Similarly, the use of a cut-off point exceeding the individual’s target IOP to predict progression did not appear to be any more useful. Our ROC curves for both left and right eyes show a poor utility of Tmax for this purpose, which highlights the importance of combining multiple parameters to effectively manage glaucoma patients. We conclude that 24-h IOP measurements can somewhat guide therapy, but should not be used as a diagnostic tool to detect disease progression, even though IOP is a demonstrated cause of glaucoma and remains the only modifiable variable.

We found a positive correlation between IOP parameters in left and right eyes in the inter-eye correlation analysis. This is in agreement with the previously published literature that found IOP symmetry in both healthy and diseased fellow eyes [27,28,29]. A 2014 Chinese study on 397 healthy participants showed a very strong (r = 0.83) interocular correlation of IOP values [27]. In treatment-naive glaucoma patients, Sit et al. demonstrated a moderate association (r = 0.54) of diurnal IOP patterns between fellow eyes [28]. An even stronger inter-eye correlation was found by Mansouri et al. in a similar cohort using a contact lens sensor (r = 0.76) [29]. However, despite the potential existence of an interocular IOP association in glaucomatous eyes, it seems to be generally weaker than in healthy eyes [30, 31]. In fact, Williams et al. identified interocular IOP asymmetry as a significant risk factor for glaucoma.
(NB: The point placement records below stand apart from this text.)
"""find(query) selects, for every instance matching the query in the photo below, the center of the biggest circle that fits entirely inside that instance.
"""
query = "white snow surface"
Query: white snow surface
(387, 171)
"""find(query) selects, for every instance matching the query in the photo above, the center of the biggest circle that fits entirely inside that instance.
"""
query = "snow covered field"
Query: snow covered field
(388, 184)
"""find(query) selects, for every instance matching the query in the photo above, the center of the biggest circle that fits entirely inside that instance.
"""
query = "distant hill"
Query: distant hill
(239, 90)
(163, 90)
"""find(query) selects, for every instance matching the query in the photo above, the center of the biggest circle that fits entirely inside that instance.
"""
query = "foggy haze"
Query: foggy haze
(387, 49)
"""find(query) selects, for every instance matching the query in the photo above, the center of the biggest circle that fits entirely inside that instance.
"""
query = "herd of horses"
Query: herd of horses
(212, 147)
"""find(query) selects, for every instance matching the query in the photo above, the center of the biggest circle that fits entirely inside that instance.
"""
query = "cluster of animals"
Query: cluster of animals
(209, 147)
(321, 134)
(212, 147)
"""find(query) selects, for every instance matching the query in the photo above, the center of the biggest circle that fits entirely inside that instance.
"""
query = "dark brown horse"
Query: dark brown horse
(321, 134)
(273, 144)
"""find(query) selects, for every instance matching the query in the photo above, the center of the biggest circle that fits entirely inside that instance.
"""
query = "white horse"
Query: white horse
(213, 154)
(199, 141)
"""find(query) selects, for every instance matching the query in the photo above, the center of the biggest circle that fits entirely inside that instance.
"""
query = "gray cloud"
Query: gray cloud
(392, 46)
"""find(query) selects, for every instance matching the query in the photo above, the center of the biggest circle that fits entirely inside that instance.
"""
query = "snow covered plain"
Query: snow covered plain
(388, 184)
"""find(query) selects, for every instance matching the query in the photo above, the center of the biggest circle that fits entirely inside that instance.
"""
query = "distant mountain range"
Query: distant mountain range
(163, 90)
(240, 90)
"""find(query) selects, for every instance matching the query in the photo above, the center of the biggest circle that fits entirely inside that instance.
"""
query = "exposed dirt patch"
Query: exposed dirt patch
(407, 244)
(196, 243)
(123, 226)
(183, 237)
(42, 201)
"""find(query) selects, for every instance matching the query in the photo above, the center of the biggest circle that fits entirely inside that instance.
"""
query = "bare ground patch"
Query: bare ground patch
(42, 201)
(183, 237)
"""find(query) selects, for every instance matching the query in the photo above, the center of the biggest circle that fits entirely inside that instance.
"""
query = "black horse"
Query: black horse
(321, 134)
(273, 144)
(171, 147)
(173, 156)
A premedication inter-eye asymmetry of > 6 mmHg in IOP values was associated with a 57% probability of having glaucoma [32].
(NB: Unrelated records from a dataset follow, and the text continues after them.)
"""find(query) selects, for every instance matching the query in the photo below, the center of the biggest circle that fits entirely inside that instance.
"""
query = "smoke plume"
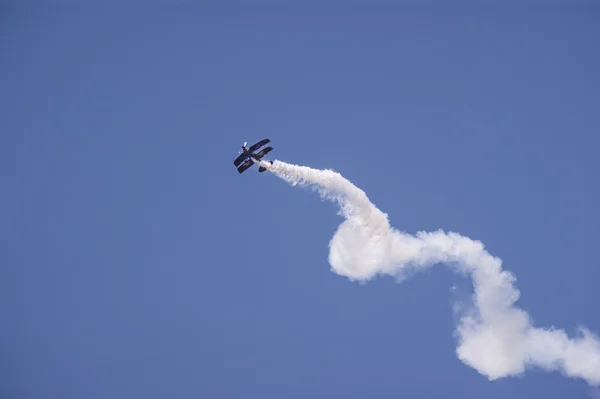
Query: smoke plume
(494, 336)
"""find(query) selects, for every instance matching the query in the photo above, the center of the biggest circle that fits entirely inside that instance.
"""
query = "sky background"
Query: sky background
(136, 262)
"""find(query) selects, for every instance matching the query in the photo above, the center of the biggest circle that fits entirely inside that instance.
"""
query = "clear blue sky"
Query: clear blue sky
(136, 262)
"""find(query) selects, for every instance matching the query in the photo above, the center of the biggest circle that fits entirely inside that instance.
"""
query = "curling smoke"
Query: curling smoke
(494, 336)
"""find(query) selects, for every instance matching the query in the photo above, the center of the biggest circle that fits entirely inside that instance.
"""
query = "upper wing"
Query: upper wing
(263, 152)
(245, 166)
(240, 158)
(258, 145)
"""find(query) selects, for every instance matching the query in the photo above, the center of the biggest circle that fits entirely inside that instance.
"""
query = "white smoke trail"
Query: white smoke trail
(494, 336)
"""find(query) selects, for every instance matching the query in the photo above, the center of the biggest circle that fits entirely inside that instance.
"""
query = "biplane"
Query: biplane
(247, 156)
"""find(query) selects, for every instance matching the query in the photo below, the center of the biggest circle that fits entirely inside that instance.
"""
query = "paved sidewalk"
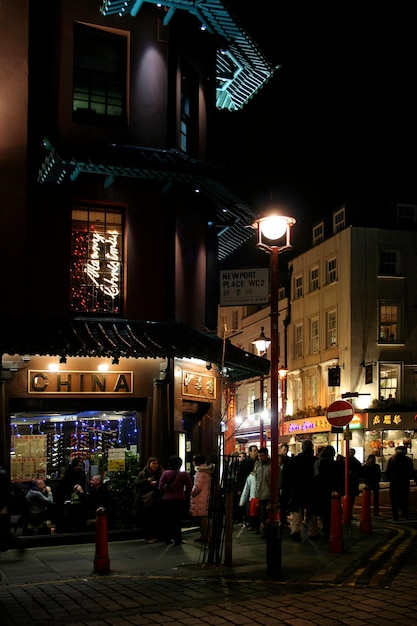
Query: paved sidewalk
(371, 583)
(301, 561)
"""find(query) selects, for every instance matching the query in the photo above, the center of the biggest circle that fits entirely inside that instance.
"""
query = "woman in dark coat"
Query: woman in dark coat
(328, 479)
(147, 503)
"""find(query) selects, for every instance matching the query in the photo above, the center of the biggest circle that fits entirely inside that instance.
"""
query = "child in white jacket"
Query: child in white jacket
(248, 494)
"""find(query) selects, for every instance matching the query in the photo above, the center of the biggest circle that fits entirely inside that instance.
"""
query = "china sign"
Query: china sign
(244, 286)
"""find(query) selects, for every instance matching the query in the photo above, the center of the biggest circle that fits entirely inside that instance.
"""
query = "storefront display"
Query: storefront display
(43, 446)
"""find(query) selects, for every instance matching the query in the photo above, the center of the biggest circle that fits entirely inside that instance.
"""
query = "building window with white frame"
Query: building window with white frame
(389, 374)
(390, 321)
(99, 77)
(339, 220)
(389, 262)
(314, 278)
(298, 284)
(406, 214)
(318, 233)
(298, 341)
(331, 329)
(331, 274)
(314, 335)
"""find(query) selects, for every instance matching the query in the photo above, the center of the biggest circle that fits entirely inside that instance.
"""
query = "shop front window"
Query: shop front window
(43, 446)
(389, 374)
In comparison to manually obtained IOP readings, OCT measurements are far less operator dependent. Our data revealed moderate but significant correlations for RNFL rate loss between right and left eyes in all quadrants. This finding is not surprising as several studies have previously described inter-eye correlations for disease progression [2,3,4,5, 33, 34]. For instance, a study by Chen et al. in 2002 revealed an interrelationship in visual field progression rates among fellow eyes with open-angle glaucoma [4]. Interestingly, a loss of fellow-eye RNFL thickness has even been demonstrated in glaucoma patients showing unilateral signs of disease such as optic disc changes and visual field defects [5].

Interocular MOPP was strongly correlated in our study (r = 0.96). This is unsurprising, as IOPavg values did not differ significantly between both eyes, and values correlated with one another. Several studies have correlated glaucoma progression to a decrease in MOPP [35] but our study showed no significant association between the two. A reason for this may be the use of only one blood pressure measurement (on admission) and, thus, the inability to detect possible perfusion pressure fluctuations.

Our study had several limitations. Although the majority of glaucomas in our analysis were bilateral, some types, such as pseudoexfoliation glaucoma, are typically initially unilateral. We performed a subanalysis of PXG patients for this reason and found that the results were similar to the other patients. An important shortcoming of our study is the method of how the IOP was obtained and that patients may have had an improved medication adherence while under observation, commonly referred to as the observer or Hawthorne effect [36]. Another problem is the fact that IOP values and patterns of a single day are often not reproducible [37], an issue that can be overcome with implantable IOP sensors. The habitual, supine measurements were obtained with a Perkins tonometer, instead of a Goldmann tonometer that was used in the seated position during the day. Although both have been reported to be generally in good agreement [38], obese patients can have false high readings when seated in front of a Goldmann tonometer [39, 40]. Ideally, patients should have been measured with the same tonometry throughout the day, for instance with a pneumatonometer, commonly used in 24-h IOP sleep studies [41]. This practice has since been adopted in our hospital.

In conclusion, IOP parameters extracted from 24-h monitoring failed to predict disease progression in left eyes. IOPs and MOPPs of left and right eyes were positively correlated with each other and the vast majority of eyes, who had a significant RNFL loss in one eye, exhibited a similar pattern in the fellow eye.